Spatial Memory

Spatial memory refers to human memory for spatial information, such as the geographical layout of a town or the interior of a house. As we navigate the world, we store information about our surroundings that form a coherent spatial representation of the environment in memory. Similarly, the ZED builds and updates a spatial representation of its surroundings when discovering an environment.

This representation is stored in the form of a heuristic map called Area file. Area files are compact and efficient representations of an environment that are not meant to be visualized. They are useful to create a consistent and repeatable experience in a specific area. They can also be used to localize multiple devices in the same area.


Spatial Memory is enabled by default in TrackingParameters. While moving the ZED in its environment, key images and contextual information will be saved. When the tracking detects an already-visited zone, it uses its memory to compute a robust position estimation that cancels eventual drifts. This solution is known as a loop-closure.

When detected, the drift will immediately be canceled to keep on providing the most accurate estimation. However, as this behavior can generate a sudden jump is the returned positions, TrackingParameters.pose_smoothing can be used to spread the drift correction across the upcoming estimations.

Memorizing an Area

During tracking, the ZED will incrementally build an internal representation describing the viewed area. To save this representation as an Area file, use saveCurrentArea() during tracking or end the tracking session with disableTracking() and add a path as an argument.

// Disable positional tracking and save an Area file
# Disable positional tracking and save an Area file

The Area file contains the position of the stationary World Frame created at the beginning of the session. Saving and loading an area file allows to maintain and share a fixed reference frame between different sessions.

Loading an Area

To load an area file, simply add the path of the file to TrackingParameters and enable tracking.

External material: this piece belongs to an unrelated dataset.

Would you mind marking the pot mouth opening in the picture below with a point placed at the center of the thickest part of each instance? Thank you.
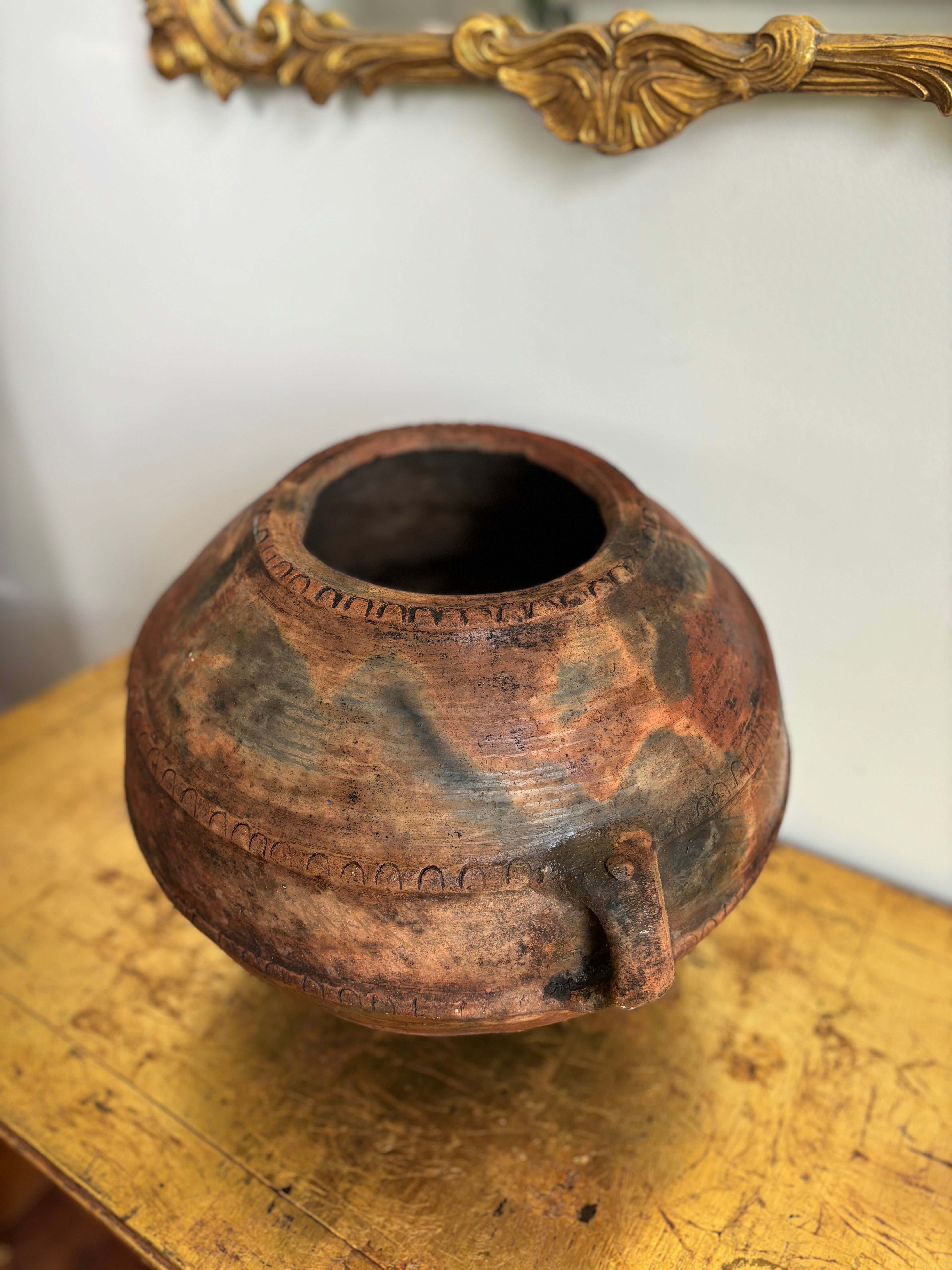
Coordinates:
(455, 522)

TrackingParameters tracking_params;
tracking_params.area_file_path = "filename.area"
tracking_params = sl.TrackingParameters()
tracking_params.area_file_path = "filename.area"

When tracking is enabled, the ZED will start searching for spatial similarities between the current and recorded area. Once it recognizes the space, TRACKING_STATE will switch from SEARCHING to OK and positional tracking will start using the previously recorded World Frame as reference frame.

In certain cases, the camera may not be able to recognize its surroundings. You will need to create a new Area file if:

  • The spatial layout of the scene has changed or significant objects have moved
  • Area has been covered very quickly or with specific camera angles
  • Area has many blank walls or identical surfaces
  • Starting position is far from the trajectory used during spatial memorization

Use Cases

Spatial memory has three common use cases:

  • Ensure a consistent experience in a specific area
  • Improve positional tracking by correcting drift
  • Localize multiple devices in the same space

Ensure a consistent experience

Some applications need to map an area first before running multiple times in this specific area. This is the case of mixed-reality applications or robots that navigate a home or a warehouse. In this case, using Spatial Memory enables the application to store a spatial representation of the environment for future use.

During new runs, the device can load the Area file previously recorded and recover the World Frame position and 3D data attached to it. Every virtual object or navigation map will appear in the same physical location, enabling a consistent experience between runs.

Improve positional tracking

As with IMUs, motion estimation works well locally but small estimation errors accumulate slowly over time. Spatial Memory mode enables the ZED to learn and recognize its surroundings during use. When the device recognizes an area, it corrects its position in space and eliminates the positional drift that may have accumulated.

Drift correction can sometimes cause jumps in the absolute pose. Relative pose is not corrected. If your application requires a smooth pose, use getPosition() with Camera Frame as reference frame. If you want to distribute the correction over multiple frames, you can create a correction buffer by calculating the difference between the corrected camera path (obtained using getPosition() in the World Frame) and the relative pose.

Localize multiple devices in space

Loading an area file also allows multiple ZED cameras to share a common reference frame during a session.

The devices will localize themselves with respect to the World Frame recorded in the Area file. A user can specify the position of this reference frame using an Initial World Transform, otherwise the World Frame will be located at the initial position of the camera when tracking with spatial memorization was started. Without spatial memory, different devices will not be able to understand their absolute position in the world, and will track their position with respect to their own starting point.